一时间,这位金丹修士竟然有些局促地僵在了原地,哑口无言。
就在这时,一道熟悉的声音传来,打破了尴尬的局面。
「小鞠。」
众人抬眸望去,原来是宋宴落下身形。
他先是温和地看了一眼小鞠,眼中满是赞许,旋即传音道:「这位是我剑宗的师兄,邓可。按辈分,便是你的师伯,与我一同自中域而来。」
「师……师伯?」小鞠先是一愣,旋即心中欢欣雀跃。
原以为剑宗只有她和师尊二人,没有想到还有一位师伯。
连忙尊呼师伯名讳。
「弟子鞠露仪,拜见邓师伯!」
「不必多礼,不必多礼!」
邓可连忙说道:「我虽然是你师伯,但其实没有什么了不起的……」
他顿了顿,从乾坤袋之中取出了两样东西。
「初次见面,师伯本该备下见面礼。恰逢你今日夺得九脉魁首,双喜临门,这两样东西,便权当是师伯给你的贺礼了。」
其中一样,约莫巴掌大小,通体莹白,触手温润,是一枚玉章。
正是剑宗的弟子玉章!
另一样则是一道青色符箓,薄如蝉翼。符纸之上,一道凝练剑气呼之欲出,散发金丹威压,令人心悸。

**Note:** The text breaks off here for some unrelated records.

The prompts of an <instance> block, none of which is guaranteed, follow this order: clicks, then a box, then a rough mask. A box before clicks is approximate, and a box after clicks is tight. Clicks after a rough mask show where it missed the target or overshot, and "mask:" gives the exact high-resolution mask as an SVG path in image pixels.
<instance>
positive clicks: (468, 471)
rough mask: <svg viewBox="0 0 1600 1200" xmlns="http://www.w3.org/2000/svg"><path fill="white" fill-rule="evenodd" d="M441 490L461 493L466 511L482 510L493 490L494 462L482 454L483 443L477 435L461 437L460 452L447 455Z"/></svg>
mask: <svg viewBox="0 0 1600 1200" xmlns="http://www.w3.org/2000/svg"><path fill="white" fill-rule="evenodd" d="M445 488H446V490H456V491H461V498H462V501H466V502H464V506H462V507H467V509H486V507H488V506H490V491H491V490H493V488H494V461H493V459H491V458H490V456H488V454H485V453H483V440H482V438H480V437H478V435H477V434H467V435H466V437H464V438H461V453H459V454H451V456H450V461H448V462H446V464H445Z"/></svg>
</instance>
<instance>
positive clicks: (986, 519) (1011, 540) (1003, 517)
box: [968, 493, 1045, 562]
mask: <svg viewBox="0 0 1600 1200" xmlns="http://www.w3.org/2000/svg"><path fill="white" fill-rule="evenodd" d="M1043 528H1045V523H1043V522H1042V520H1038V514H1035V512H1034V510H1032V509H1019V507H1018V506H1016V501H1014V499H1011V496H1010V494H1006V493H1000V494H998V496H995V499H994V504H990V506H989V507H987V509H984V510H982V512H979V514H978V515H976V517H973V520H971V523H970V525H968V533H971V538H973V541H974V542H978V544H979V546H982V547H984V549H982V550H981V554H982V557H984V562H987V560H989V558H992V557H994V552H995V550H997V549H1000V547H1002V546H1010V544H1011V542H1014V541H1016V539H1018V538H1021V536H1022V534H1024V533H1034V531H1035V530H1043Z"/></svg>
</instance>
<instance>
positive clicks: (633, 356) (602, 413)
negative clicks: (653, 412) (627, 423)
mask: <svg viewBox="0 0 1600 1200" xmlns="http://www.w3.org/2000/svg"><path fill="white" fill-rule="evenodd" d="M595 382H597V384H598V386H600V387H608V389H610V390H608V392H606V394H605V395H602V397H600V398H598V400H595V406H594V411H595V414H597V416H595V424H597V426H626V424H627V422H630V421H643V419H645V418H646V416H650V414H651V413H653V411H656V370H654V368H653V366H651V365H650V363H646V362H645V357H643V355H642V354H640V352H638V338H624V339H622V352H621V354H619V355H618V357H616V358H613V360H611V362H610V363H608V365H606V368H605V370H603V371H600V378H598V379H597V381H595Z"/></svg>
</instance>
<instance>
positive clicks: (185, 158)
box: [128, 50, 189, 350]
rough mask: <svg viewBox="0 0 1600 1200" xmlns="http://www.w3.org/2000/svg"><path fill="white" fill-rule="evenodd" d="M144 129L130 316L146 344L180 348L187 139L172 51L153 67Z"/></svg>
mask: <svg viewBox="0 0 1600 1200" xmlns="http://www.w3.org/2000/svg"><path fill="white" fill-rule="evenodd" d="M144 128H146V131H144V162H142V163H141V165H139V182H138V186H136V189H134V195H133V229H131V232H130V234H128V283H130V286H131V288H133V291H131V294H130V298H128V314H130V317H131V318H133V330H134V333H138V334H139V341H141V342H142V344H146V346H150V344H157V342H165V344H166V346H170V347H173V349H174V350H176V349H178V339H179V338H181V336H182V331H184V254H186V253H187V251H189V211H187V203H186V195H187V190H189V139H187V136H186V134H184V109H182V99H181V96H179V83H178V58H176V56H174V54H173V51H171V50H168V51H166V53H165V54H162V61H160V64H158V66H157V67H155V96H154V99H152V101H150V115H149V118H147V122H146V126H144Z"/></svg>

「这枚『剑宗玉章』,乃是我剑宗弟子身份信物,亦有养剑、参悟的效果。」
「这道『金丹剑符』,是我以自身剑元凝练,封印了全力一击,危急时刻可激发护身,或作杀招。」
邓可看了一眼宋宴,有些心虚地传音给她:「不过,你师伯我,不比你师尊,实力一般,你可莫要太过仰仗此物。」
「这……」
小鞠也看了一眼宋宴,不知该不该收下。
「收下吧,你师伯一片心意。」
宋宴在一旁适时开口,又看了看邓可:「我说你这些日子神龙见首不见尾,原来是躲起来,为小鞠炼制这些宝物去了。」
剑宗玉章如何,宋宴不太清楚,但金丹剑符可不是那么好炼制的东西。
小鞠闻言,心中感动更甚。
原来这位初次见面的师伯,竟如此用心,默默为自己准备了这样贵重的礼物,连忙再次道谢。
人群之外。
谢蝉远远看著那道被众人簇拥著的身影,心中不免羡慕。
如果那个人是自己该有多好。
这个念头不受控制地冒了出来,又被她强行压了下去。
她告诉自己,能够走到这里,已是幸事,不可奢求太多。
然而,视线之中,却见宋宴忽然抬起头望向她。
目光交汇,谢蝉的心跳,骤然漏了一拍。
在无数或好奇或惊讶的目光注视下,宋宴缓步朝她走来。
所过之处,人群自动为他让开路。
谢蝉看著那道朝思暮想的身影越来越近,心跳不由自主地加速。
他依旧是记忆中的模样,清俊出尘,却又多了几分深不可测。
「多年未见,你都已经是筑基境后期的修士了。」
遥想当年自己散功重修,城外偶遇谢家一行人,那时她还是个女娃呢。
遥想当年自己散功重修,城外偶遇谢家一行人,那时她还是个女娃呢。
想来如今谢行已经过世了吧。
「你能独自一人修行,在悬剑山站稳脚跟,达到今日这般高度,这份心性与毅力,真是很了不起。」
这本是宋宴由衷的赞赏与勉励。
然而,听在谢蝉耳中,却嗡嗡然作响。
好像一点火星,将心中压抑已久的情绪统统引爆了。
对逝去亲人的思念,独自求道的孤寂,无数次咬牙坚持的酸楚。
还有在眼前这道身影下,那份永远无法企及,无法言说的复杂情愫。
少女原本坚毅的眼神,瞬间被水汽弥漫。
泪珠盈满,在眼眶中打转,却倔强地不肯落下。
「哎,你……」
宋宴微微一怔,完全没有料到自己的话会引起对方如此强烈的反应。
看著少女强忍泪水的模样,宋宴一时间不知该如何安慰。
好在谢蝉的心志极其坚韧。
她深吸一口气,强行压下翻腾的心绪,闭上眼再睁开,眼中的水雾已被她硬生生逼退了大半。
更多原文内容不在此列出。